お見合いですか?
覚えてないのか?
 撮影後、知り合いの広告代理店の担当者、田島と雑談をしてると、舞が話しかけてきた。
馴れ馴れしく腕を組んでくるのは、いつもの事なので、特に振り払わなかった。

 昼飯をどこで食べるか、という話題になった頃、森高愛実がこっちに近づいてきた。
「これから、昼飯にいくけど、一緒にいく?」と、普通に話しかけた。
彼女は、「すみません、事務処理が滞っておりまして。さきに戻ります。」と会釈をしながら断ってきた。そこまでは良かった。
彼女は、更に一歩詰めてきてこう言った。
「支社長、不貞行為は、許されませんよ。
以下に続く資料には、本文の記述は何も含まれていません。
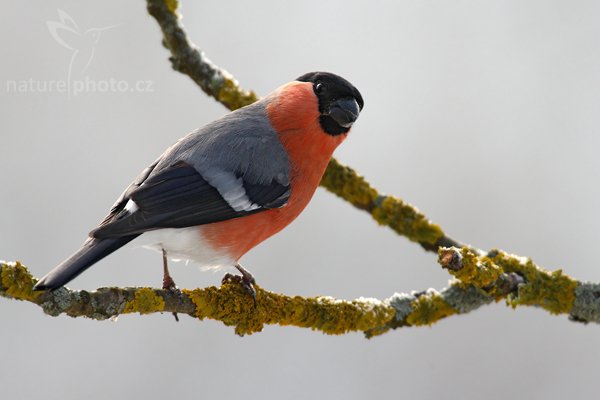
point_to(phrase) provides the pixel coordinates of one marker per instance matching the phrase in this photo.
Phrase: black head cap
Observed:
(339, 101)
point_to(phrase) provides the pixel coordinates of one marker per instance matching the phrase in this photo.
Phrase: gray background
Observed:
(484, 114)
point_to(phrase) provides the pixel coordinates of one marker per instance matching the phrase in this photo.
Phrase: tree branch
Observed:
(481, 278)
(402, 217)
(231, 304)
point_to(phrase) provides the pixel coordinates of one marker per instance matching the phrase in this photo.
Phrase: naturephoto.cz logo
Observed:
(82, 46)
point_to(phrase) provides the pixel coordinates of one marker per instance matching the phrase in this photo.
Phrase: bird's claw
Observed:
(246, 280)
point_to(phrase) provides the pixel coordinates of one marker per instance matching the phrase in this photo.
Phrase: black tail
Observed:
(92, 251)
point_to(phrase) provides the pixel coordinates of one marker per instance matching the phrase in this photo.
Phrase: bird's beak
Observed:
(344, 111)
」と。
言うだけ言って、彼女は立ち去った。

 一瞬、固まった。

 田島が堪えきれずに、吹き出した。
隣にいた舞が、何事?といった感じで田島を見ていた。 

 「お前、いつ結婚したの?」田島が呆けてた俺に聞いてきた。
「ええ、武中さん結婚したの?」更に舞が突っ込んでくる。

 「えっと、正確にはまだ結婚はしてないけど、まぁ、近い内にする予定かな。」

「なんか、面倒くさそうですね、あの人。じゃあ、私もここで失礼します。お疲れ様でした。」舞が、あっさりと腕を離して、去っていった。

 結局、田島と2人で適当な定食屋に入った。

 「森高さんだっけ?すっげえ強烈だったな。まさか結婚もしてないのに、不貞行為って。独占欲が強いタイプ?束縛とかきつい?」
 
 やたら、高いテンションで聞いてくる。
コイツぜってー面白がってやがる。
「独占欲とかじゃねーよ。」
それから俺は、お見合いして、同居していること。
3ヶ月性行為を禁止されるに至った、経緯を話した。
案の定、笑われた。

 「うわー、それ、きっついわー。同じ屋根の下で、そりゃないわー。ハハハッ はぁ、もしかして、試されてんじゃね?」

 ますます面白がる田島に、「まぁ、そうだろうね。」と、淡々と応えて、残りの定食をかきこんだ。